What does Milroy mean when he says that h-dropping may not ever reach 'completion'? This means that there will not be a consensus on deciding whether to drop 'h' or not.

Explain what Milroy means by 'speaker innovation' and change in the system. How are they connected? Innovation is an act of the speaker, whereas a change is manifested within the language system. When an innovation appears it is not know if it will lead to a change.

Why isn't borrowing from one language to another and the replacement of one sound by another through speaker innovation with a language as radically different as the Neogrammarians posited? All sound change depends on a process of borrowing. Change is negotiated between speakers, a sound change is implemented by being passed/borrowed from speaker to speaker.

What is necessary for a sound to spread? First of all a big community of speakers is needed. Then a process of borrowing is necessary and also the existence of a weak tie on the phoneme.

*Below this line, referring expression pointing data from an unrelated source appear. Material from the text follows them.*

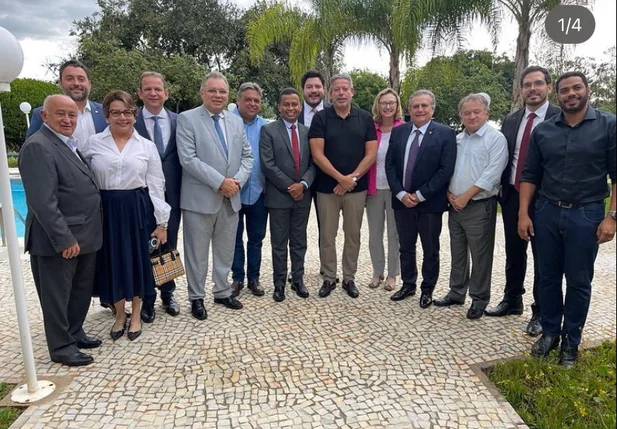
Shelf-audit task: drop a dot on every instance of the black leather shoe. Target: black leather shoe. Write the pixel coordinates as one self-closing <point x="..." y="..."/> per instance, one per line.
<point x="474" y="313"/>
<point x="351" y="289"/>
<point x="147" y="313"/>
<point x="198" y="309"/>
<point x="426" y="300"/>
<point x="76" y="359"/>
<point x="446" y="301"/>
<point x="236" y="288"/>
<point x="89" y="343"/>
<point x="279" y="294"/>
<point x="300" y="289"/>
<point x="544" y="345"/>
<point x="326" y="288"/>
<point x="534" y="327"/>
<point x="569" y="353"/>
<point x="171" y="306"/>
<point x="505" y="309"/>
<point x="230" y="302"/>
<point x="255" y="288"/>
<point x="403" y="293"/>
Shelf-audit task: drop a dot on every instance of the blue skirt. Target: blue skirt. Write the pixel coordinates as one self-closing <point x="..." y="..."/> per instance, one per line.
<point x="123" y="269"/>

Why does believing in the ideology of standardization lead to believing in 'blindnecessity'? From a sociolinguistic perspective, standard languages are not 'normal' languages. They are created by the imposition of political and military power; hence the sound-patterns in them and the changes that come about in these sound patterns do not come about through blind necessity, as the Neogrammarians argued, and they are not wholly explainable by reference to phenomena internal to the structure of language. These language states are planned by human beings and maintained through prescription (Milroy and Milroy 1985a). The idea that there are discrete languages that can be treated as if they were physical entities is in itself a consequence of standardization and literacy –discreteness of languages is not inherent in the nature of 'Language' as a phenomenon. Standard languages are carefully constructed in order to appear as if they are discrete linguistic entities - and the ideology of standardization causes people to believe that they are indeed discrete physical entities –whereas dialects and languages that have not been standardized have fuzzy boundaries and are indeterminate. The idea that the sound changes differentiating these well-defined socially-constructed entities must always come about blindly and independently of socially-based human intervention is, on the face of it, absurd: it is another consequence of believing in the ideology of standardization. Standard languages are not merely the structural entities that linguists have believed them to be: they are also socio-political entities dependent on powerful ideologies which promote 'correctness' and uniformity of usage (it is likely that they are in some senses more regular than non-standard forms, but further empirical research is needed into this). Thus, although regularity of the Neogrammarian kind remains as part of the general picture, it can no longer provide an adequate backdrop for the study of the origins of sound changes in tl1e variable language states that are found in real speech communities.

What does Milroy mean by 'clean' and 'dirty' data? Standard languages provide 'clean' data which have already been largely normalized, On the other hand, 'dirty' data is the one that we encounter in the vernaculars and it is irregular and chaotic.